Sélection fréquence-dépendante
La sélection fréquence-dépendante est un mécanisme de sélection des individus par rapport à la fréquence de leur génotype dans une population polymorphique. Plusieurs allèles d'un même gène peuvent impliquer des phénotypes différents, aussi bien au niveau purement morphologique que comportemental. Ce qui importe ici est le gain en valeur sélective qui va dépendre de la fréquence des autres phénotypes : un individu avec un phénotype considéré comme "rare" par rapport aux autres individus pourra gagner en survie ou reproduction grâce à cette rareté : on parle alors de sélection fréquence-dépendante négative. C'est-à-dire qu'un individu sera favorisé et aura un gain plus important en fitness si son phénotype est moins fréquent que les autres individus de la population. C'est une des pressions de sélection les plus fortes connues à ce jour, cependant les exemples dans la nature sont assez rares, tout du moins difficilement observables directement.
On peut définir la sélection fréquence-dépendante négative de la façon suivante : plus un allèle est répandu dans une population, plus la fitness associée à ce phénotype diminue.
Cette sélection s'applique aussi bien sur des critères morphologiques comme la couleur du corps, mais également sur le comportement.
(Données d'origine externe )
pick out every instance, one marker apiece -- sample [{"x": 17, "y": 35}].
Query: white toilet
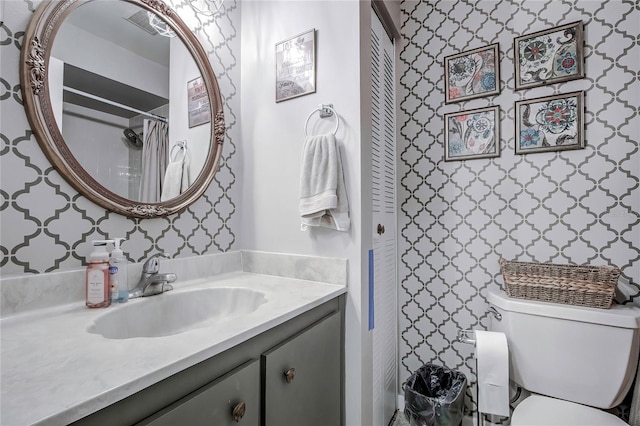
[{"x": 570, "y": 358}]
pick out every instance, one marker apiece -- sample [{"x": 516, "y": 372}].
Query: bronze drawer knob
[
  {"x": 289, "y": 375},
  {"x": 238, "y": 411}
]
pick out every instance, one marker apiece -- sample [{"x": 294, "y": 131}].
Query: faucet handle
[{"x": 152, "y": 265}]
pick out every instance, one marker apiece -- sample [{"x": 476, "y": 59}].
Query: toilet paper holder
[{"x": 467, "y": 336}]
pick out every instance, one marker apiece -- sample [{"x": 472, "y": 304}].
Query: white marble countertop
[{"x": 55, "y": 372}]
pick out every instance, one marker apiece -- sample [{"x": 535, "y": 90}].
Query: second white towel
[
  {"x": 492, "y": 354},
  {"x": 323, "y": 196}
]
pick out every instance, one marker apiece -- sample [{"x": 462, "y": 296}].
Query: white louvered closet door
[{"x": 385, "y": 304}]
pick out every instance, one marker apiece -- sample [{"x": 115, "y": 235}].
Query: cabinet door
[
  {"x": 302, "y": 377},
  {"x": 236, "y": 395}
]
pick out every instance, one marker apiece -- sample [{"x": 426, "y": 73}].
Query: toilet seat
[{"x": 537, "y": 410}]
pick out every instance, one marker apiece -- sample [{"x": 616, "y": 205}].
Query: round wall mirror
[{"x": 123, "y": 101}]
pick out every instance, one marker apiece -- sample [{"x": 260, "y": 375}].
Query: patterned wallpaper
[
  {"x": 458, "y": 218},
  {"x": 46, "y": 225}
]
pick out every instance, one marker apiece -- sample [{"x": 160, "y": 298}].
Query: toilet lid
[{"x": 539, "y": 410}]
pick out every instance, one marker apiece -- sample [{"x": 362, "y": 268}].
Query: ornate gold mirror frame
[{"x": 36, "y": 52}]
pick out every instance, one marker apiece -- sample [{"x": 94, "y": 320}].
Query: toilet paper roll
[{"x": 492, "y": 355}]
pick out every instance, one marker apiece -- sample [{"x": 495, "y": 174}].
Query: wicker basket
[{"x": 582, "y": 285}]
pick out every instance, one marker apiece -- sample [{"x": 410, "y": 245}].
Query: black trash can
[{"x": 434, "y": 396}]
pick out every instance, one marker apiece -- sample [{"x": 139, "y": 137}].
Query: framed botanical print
[
  {"x": 296, "y": 66},
  {"x": 472, "y": 134},
  {"x": 551, "y": 123},
  {"x": 549, "y": 56},
  {"x": 472, "y": 74}
]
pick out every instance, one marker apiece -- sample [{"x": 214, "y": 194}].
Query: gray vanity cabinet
[
  {"x": 302, "y": 377},
  {"x": 253, "y": 372},
  {"x": 233, "y": 399}
]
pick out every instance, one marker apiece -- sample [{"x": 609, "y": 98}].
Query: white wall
[
  {"x": 272, "y": 140},
  {"x": 95, "y": 138},
  {"x": 109, "y": 60}
]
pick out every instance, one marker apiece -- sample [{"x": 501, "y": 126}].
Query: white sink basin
[{"x": 176, "y": 312}]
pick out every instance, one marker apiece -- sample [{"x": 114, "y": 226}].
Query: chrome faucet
[{"x": 151, "y": 281}]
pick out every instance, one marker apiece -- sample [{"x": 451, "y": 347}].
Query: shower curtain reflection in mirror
[{"x": 155, "y": 159}]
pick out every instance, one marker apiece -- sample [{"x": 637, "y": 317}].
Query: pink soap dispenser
[{"x": 98, "y": 289}]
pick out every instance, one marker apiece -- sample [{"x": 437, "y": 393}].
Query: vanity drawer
[
  {"x": 236, "y": 395},
  {"x": 302, "y": 384}
]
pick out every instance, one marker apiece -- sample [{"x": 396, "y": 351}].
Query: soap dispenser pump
[
  {"x": 98, "y": 290},
  {"x": 118, "y": 273}
]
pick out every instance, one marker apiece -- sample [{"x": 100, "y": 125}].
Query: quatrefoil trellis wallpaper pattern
[
  {"x": 46, "y": 225},
  {"x": 457, "y": 219}
]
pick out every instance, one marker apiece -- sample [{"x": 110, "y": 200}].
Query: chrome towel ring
[{"x": 325, "y": 111}]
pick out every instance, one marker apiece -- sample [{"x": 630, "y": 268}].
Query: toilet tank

Des études menées sur des Drosophiles par Mark J. Fitzpatrick et al. (Maintaining a behaviour polymorphism by frequency-dependent selection on a single gene[1]) ont permis de mettre en évidence une sélection fréquence-dépendante négative sur le comportement des larves de drosophile lorsque le milieu est pauvre en nourriture. Des drosophiles avec un comportement "rare" par rapport aux autres avaient une meilleure survie jusqu'au stade adulte. Cette différence n'était pas observable dans des milieux riches en nourriture.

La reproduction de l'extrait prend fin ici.